Autunno in Barbagia 2023

Il villaggio nel quale sorge oggi il paese di Oniferi nacque in età medioevale, epoca di cui rimane oggi traccia attraverso la chiesa romanica di San Gavino. Oniferi fu inoltre una delle ville appartenenti alla Curatoria di Dore nel Giudicato di Logudoro che comprendeva anche Orani, Sarule, Ottana, Orotelli, Nuoro e Orgosolo.
Nel XIII secolo, a causa della caduta del Giudicato, queste ville passarono sotto il governo di Pisani, Genovesi, del Papato e del Giudicato d’Arborea, fino a divenire poi dominio della Casa d’Aragona, che unì la Curatoria di Dore con quella di Anela, costituendo la Contea del Goceano. Concessa in feudo ai Giudici d’Arborea, imparentati con gli Aragonesi ma a loro ostili, la Contea fu teatro per ben trent’anni di conflitti aspri e sanguinosi. Il 12 gennaio 1388 la firma del trattato di pace tra la giudicessa Eleonora d’Arborea e il re Giovanni I d’Aragona, alla presenza di tutte le ville e dei loro rappresentanti, garantì il rispetto di tutti gli accordi. Con la fine del Giudicato d’Arborea, il territorio passò sotto il Marchesato di Oristano governato da Leonardo d’Alagon che, nel tentativo di distaccarsi dagli Aragonesi, venne sconfitto nella celebre battaglia di Macomer (1478). Nel 1499 la Curatoria di Dore fu infine distaccata dalla Contea del Goceano e data in feudo ai Carroz d’Arborea, divenendo parte del Marchesato di Orani.

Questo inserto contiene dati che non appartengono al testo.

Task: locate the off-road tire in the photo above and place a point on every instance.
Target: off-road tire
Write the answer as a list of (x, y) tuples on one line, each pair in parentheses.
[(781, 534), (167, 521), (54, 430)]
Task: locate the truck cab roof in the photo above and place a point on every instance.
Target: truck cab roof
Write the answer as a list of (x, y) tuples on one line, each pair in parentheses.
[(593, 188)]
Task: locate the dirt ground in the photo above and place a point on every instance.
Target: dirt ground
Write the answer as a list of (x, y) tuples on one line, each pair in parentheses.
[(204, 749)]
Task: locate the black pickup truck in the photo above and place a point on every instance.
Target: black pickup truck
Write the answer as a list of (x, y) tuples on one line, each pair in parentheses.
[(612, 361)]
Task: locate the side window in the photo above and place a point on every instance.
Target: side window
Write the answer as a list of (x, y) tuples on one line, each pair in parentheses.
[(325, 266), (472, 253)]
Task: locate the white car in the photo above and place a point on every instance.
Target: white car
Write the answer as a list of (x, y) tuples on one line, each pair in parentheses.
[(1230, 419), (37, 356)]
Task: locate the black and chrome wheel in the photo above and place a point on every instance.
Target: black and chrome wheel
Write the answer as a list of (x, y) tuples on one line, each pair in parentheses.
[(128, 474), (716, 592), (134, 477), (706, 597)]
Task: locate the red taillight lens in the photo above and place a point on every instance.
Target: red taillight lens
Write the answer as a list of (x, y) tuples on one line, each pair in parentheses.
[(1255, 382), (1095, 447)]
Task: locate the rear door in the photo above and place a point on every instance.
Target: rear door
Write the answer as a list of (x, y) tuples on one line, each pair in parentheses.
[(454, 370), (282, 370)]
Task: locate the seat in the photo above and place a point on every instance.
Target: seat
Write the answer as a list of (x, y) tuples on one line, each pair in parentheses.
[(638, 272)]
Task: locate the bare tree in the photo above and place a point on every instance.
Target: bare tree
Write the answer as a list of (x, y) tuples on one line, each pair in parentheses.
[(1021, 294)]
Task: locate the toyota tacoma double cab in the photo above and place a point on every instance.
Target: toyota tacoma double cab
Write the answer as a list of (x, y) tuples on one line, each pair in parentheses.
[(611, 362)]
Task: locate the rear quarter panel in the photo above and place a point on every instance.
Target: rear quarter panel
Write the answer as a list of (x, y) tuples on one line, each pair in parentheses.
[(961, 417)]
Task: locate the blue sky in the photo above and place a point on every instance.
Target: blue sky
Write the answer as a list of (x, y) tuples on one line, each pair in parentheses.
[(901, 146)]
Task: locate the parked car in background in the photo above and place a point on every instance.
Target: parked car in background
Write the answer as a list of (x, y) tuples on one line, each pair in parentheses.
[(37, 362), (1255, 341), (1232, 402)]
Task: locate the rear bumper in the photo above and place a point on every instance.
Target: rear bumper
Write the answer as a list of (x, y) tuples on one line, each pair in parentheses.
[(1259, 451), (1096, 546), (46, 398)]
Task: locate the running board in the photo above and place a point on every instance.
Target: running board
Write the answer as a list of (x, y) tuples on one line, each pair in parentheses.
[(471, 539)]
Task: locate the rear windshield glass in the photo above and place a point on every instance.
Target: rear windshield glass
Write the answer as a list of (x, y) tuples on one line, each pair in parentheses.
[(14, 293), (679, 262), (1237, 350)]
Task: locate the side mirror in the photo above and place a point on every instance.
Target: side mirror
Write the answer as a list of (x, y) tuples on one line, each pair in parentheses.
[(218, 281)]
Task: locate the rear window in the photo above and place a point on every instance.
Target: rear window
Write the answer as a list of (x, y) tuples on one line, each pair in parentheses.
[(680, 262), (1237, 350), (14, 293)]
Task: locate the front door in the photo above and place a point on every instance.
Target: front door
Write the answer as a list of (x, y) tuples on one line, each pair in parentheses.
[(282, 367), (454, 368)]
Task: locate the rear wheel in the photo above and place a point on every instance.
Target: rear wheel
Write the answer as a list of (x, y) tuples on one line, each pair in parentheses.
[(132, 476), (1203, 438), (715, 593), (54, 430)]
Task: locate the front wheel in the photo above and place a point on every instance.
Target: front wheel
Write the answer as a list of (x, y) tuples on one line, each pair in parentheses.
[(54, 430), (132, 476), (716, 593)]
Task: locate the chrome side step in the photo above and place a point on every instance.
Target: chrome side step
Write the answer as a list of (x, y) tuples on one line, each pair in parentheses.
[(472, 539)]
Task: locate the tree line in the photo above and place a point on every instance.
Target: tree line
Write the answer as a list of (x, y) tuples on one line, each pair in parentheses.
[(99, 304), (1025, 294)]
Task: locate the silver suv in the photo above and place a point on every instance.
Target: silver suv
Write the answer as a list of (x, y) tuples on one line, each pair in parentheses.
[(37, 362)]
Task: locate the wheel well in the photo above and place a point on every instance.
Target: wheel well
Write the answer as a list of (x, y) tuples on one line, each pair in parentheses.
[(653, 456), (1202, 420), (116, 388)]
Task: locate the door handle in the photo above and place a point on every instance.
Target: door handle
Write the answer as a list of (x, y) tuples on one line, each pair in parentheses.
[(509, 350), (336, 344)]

Oniferi è un piccolo centro della Barbagia di Ollolai che confina a nord con Benetutti, a ovest con Orotelli e a est e sud con Orani. Il paese è suddiviso in vari rioni come Su Nodu, Monte Ormina, Santu Juvanne, Su Cantaru, Su Pizu de S’Ortu, Untana e Sant’Antoni, mentre a circa un chilometro dal centro abitato si trova la frazione di Sos Eremos.

Il paese è situato ad una altitudine di 478 metri, ai piedi della boscosa collina di “Sa Costa”. Il suo territorio si presenta mediamente collinoso e per la maggior parte adibito a pascolo. Oniferi possiede inoltre un notevole patrimonio boschivo, costituito principalmente da sugherete, querce, lecci e olivastri, specie nelle zone di Sa Serra, Su Berre, Ogorthi e Sos Settiles, situate sulla parte centrosettentrionale. Nella zona a sud, invece, si trovano ampie zone con macchia mediterranea, come nei siti de Sa Chessa e Sa Mata.

Il suolo è di natura principalmente trachitica e basaltica nelle zone de Sos Settiles, Berrinas e Sos Ruvos, mentre la restante parte è di natura granitica, come quelle di Su Berre e Sa Serra.

Il principale corso d’acqua è Su Rivu Mannu, un affluente del Tirso al quale confluiscono altri corsi d’acqua minori, come il Rio Calluzzi e il Rio Predosu. Il territorio è infine ricchissimo di siti archeologici: sono presenti una quarantina di nuraghi, numerose domus de janas, tombe di giganti, dolmen e menhir, a testimonianza della lunga frequentazione della zona sin dal periodo Neolitico.

L’età nuragica trova ampie testimonianze nell’agro di Oniferi, ascrivibili al lungo arco cronologico che va dall’età del Bronzo medio (1700 a.C.) all’età del Ferro (900a.C.). Il territorio annovera numerosi nuraghi tra i quali si ricordano quelli di Ola, Murtas, Badu Pedrosu e Brodu. I siti nuragici, opera di un popolo ingegnoso e laborioso, sono quasi tutti visibili e disposti a controllo e difesa delle risorse locali. Tra i siti più rinomati vi è senza dubbio la necropoli a domus de janas di Sas Concas; si tratta del più esteso complesso ipogeico della Barbagia, composto da una ventina di tombe. Nelle pareti di una tomba, chiamata tomba dell’emiciclo, migliaia di anni fa fu inciso un messaggio composto da graffiti e petroglifi antropomorfi che raffigurano la concezione della vita e della morte. In zona Sa Serra sono invece presenti i resti di tombe di giganti costituite da pietre fitte e da betili, oggi nascosti tra la fitta vegetazione.

Tra le tradizioni più sentite va annoverato il canto a tenore, tramandato di generazione in generazione e di cui sono presenti oggi numerosi gruppi, alcuni dei quali di fama internazionale. Ascoltare il canto a tenore significa partecipare ad un rito, vivere intimamente l'emozione della festa e, attraverso il canto, scoprire la gioia del canto popolare, la solennità del canto religioso o la dolce malinconia di un giovane innamorato.